Pell thought pedophile was on study leave

9 News
March 03, 2016

Cardinal George Pell says he didn't go to police when a priest who was alleged to have abused 16 children fled to England because there was no concrete evidence against him.

Ronald Pickering, who died in 2009, had his powers as a priest removed in 1994, one year after he fled to England where the Melbourne archdiocese paid him a retirement pension for ten years.

Complaints about him had come from a number of parishes over a 29-year period but he was never charged.

On his fourth day of evidence from Rome, Cardinal Pell also told the commission there was no reason for him to go to police when Pickering fled, but he did tell the then Archbishop Frank Little of rumours about him.

The cardinal was also asked about his knowledge of priest Paul Ryan, who was jailed in 2006 for assaulting an altar boy.

There had been complaints Ryan was abusing children within a week of his ordination in 1973.

Dr Pell said he said he always had reservations about Ryan and was "never supportive" of his priestly vocation because of his "effeminate manner."

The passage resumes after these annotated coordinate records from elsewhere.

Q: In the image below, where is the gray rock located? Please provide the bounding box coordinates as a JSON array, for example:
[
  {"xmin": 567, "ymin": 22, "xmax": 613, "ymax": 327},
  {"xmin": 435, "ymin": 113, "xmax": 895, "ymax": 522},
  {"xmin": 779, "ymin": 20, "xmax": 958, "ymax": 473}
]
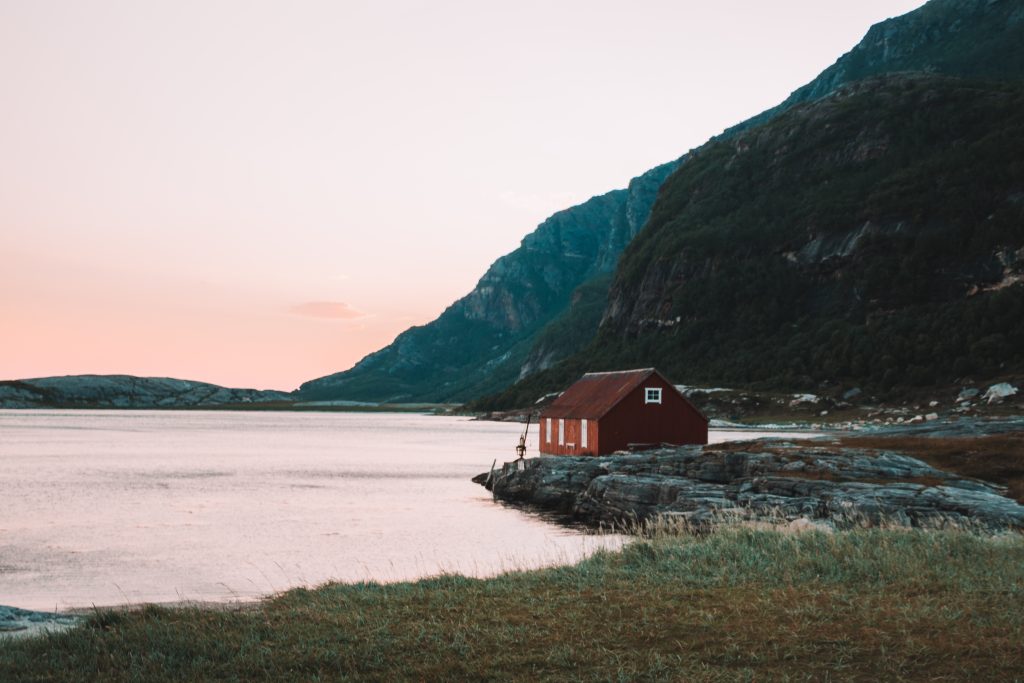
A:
[
  {"xmin": 474, "ymin": 439, "xmax": 1024, "ymax": 528},
  {"xmin": 956, "ymin": 387, "xmax": 981, "ymax": 403},
  {"xmin": 982, "ymin": 382, "xmax": 1017, "ymax": 403},
  {"xmin": 0, "ymin": 375, "xmax": 291, "ymax": 409}
]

When he was sent to the US in 1977 and 1979 by Bishop Ronald Mulkearns, Cardinal Pell said he believed it was for study leave.

"I have mentioned that I regarded him (Ryan) as at least a potential problem. I wasn't aware that there was a pedophilia problem and I thought he was there basically to study," he told the commission.

He added that he could well have imagined the study break was to help him overcome some adult sexual problem.

"But you say that your thoughts were he may have had problems in sexual relations as an adult but not with anyone under the age of 18?" commission chair Peter McClellan asked.

"Not with anyone under the age of 18, yes," Cardinal Pell replied.

It was put to him by counsel representing the mother of Peter Watson, who was abused by Ryan as a child and committed suicide in 1999, that a proper investigation into Ryan earlier would have prevented the death.

"Yes, a proper investigation would have helped impede that," Cardinal Pell replied.

"The responsibility lay with the person who did not act when he should have and that would certainly seem to have been Bishop Mulkearns for sure."